Why music? In what way are the music workshops going to support these teens and what skills will they provide them as they find their paths into adulthood? I think the main reason with music is because there’s such a vibrant scene here and we really want to be able to give them opportunities and show them that it’s possible to do stuff in music in Berlin. You know, there’s so much going on and it’s really about celebrating where they’re from and also engaging them in Berlin’s music scene. We want to introduce them to people and educate them on what’s going on here in Berlin.

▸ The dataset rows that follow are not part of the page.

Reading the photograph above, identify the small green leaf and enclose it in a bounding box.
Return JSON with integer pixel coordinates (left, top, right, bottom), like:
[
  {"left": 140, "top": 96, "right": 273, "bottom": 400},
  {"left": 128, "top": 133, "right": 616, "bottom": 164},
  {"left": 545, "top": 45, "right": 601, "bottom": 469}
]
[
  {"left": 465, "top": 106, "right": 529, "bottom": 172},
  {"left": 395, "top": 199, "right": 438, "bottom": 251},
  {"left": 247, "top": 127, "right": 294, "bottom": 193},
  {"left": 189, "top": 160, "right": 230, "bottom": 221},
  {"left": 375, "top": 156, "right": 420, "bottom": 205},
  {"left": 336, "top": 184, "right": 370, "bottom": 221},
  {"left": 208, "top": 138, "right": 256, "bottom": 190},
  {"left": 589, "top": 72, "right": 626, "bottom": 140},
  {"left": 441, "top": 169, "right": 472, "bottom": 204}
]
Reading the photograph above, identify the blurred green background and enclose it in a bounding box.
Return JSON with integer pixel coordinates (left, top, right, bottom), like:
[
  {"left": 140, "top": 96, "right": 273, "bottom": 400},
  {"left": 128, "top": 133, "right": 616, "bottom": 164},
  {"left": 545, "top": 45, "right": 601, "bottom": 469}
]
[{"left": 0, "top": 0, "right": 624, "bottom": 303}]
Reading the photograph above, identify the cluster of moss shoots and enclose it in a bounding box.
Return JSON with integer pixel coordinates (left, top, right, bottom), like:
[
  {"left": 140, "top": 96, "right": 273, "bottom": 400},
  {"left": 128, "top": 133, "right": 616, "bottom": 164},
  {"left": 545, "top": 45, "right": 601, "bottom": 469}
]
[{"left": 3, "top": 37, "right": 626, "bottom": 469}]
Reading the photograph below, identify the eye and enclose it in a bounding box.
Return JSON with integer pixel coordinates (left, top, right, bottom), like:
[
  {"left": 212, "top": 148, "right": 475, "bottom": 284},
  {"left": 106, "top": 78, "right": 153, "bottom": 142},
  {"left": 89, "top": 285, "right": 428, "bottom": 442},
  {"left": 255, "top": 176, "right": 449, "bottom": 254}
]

How important do you think it is to provide creative skills for teens? I think it’s so important, actually, it’s such a great way to channel energy. One of the kids that is really good at MCing, all his lyrics are about his mum and back home and it’s just a really good way of channeling [emotion]. It’s also great for them to connect with each other. These kids are from all over the world, from totally different backgrounds, but with music they all come together and they forget about everything. Music is a common language – you don’t even need to speak the same language to be able to communicate.
Music is my life. I like rap a lot. With rap I can express what I think and feel. - Abdulrahman, student, age 17
How can people help with this project? We want to try and engage people from Berlin with the kids. So if people want to donate equipment, offer classes, or take them on a trip or something like that, it would be really cool. But really we’re trying to raise some money to set up the studio. The main thing is to get them a computer, so that they can run Ableton off of it, and other bits of equipment, like a microphone. Stuff like that is really important to set up the studio. At the moment the room where we’re going to set it up is full of boxes and stuff but we’re going to clear it out – it’s the perfect size for the studio. It’s really about raising the money to build a studio for them so that they can go there and make music.
What is your ideal outcome for the project? I hope that we can expand it and maybe set up another studio in one of the other shelters to give access to more and more kids so that they can really engage with the music scene in Berlin. And also give them the ability to make music if they want to. That’s the main aim, really.